Selhurst Park sin contratista: Crystal Palace reabre ampliación de £150M

Bovis y Morrisroe abandonan el proyecto, el plazo de inicio queda superado

Bovis ha abandonado la ampliación de Selhurst Park meses después de completar los trabajos del acuerdo de preconstrucción (PCSA) para el que fue designado en el verano de 2024. La empresa, entonces Lendlease, había ganado la adjudicación frente a McLaren. Morrisroe, encargada del diseño, demolición y estructura, también ha salido de la obra tras anunciar su incorporación a la ampliación del estadio del Aston Villa.

El Crystal Palace había fijado el inicio de la construcción para después de la temporada 2024-25. Ese plazo ha vencido sin que se haya comunicado un nuevo contratista principal.
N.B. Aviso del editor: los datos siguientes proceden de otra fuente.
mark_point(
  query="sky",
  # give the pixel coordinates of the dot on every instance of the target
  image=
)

El proyecto, valorado en al menos 150 millones de libras, busca sumar 8.000 asientos hasta alcanzar los 34.000, con diseño de KSS y aprobación del ayuntamiento de Croydon en 2022.

La puja por los contratistas de élite y el impacto financiero de la obra

La salida de ambos grupos constructores evidencia la tensión del mercado de infraestructuras deportivas en el Reino Unido. McLaren, que perdió la primera adjudicación, trabaja ahora en el nuevo estadio de 16.000 asientos del Oxford United. La competencia por las grandes obras es feroz.
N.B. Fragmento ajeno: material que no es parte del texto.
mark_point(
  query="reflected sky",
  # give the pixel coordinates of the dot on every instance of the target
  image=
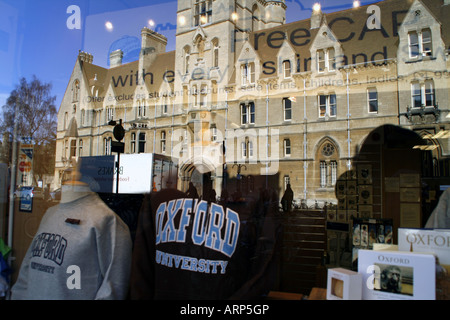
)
(35, 38)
El Crystal Palace ha modificado su estrategia de aprovisionamiento. Core 5 sigue como consultora de costes y Mott MacDonald como ingeniería estructural. La actividad técnica continúa, pero el vacío en el contratista principal congela el calendario de ejecución.

El retraso sitúa al Palace en desventaja frente a rivales como el Brentford (estadio de 17.250 asientos, 2020) o el Fulham; cada temporada sin la nueva grada reduce los ingresos por ticketing y hospitality que esos clubes ya consolidan en sus balances anuales. La inflación de costes de construcción añade presión financiera. Cada mes sin contratista encarece el proyecto.
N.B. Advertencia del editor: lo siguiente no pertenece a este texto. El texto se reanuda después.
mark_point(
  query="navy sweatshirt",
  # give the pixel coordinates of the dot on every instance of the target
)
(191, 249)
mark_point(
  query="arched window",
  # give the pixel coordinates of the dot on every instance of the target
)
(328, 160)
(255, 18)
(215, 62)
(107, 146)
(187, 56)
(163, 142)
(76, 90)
Los 150 millones de libras representan aproximadamente el 83% de los ingresos del club en el ejercicio 2023/24. Cada mes de demora retrasa el incremento de la facturación por matchday: 8.000 localidades adicionales supondrían un empuje relevante en taquilla, hospitality y patrocinios asociados a la nueva grada.

El Selhurst Park pertenece al Crystal Palace desde 1924. Con la adjudicación en punto muerto y la decisión sobre el contratista pendiente, el club se juega un margen competitivo a medio plazo que la mayoría de sus rivales directos ya están materializando.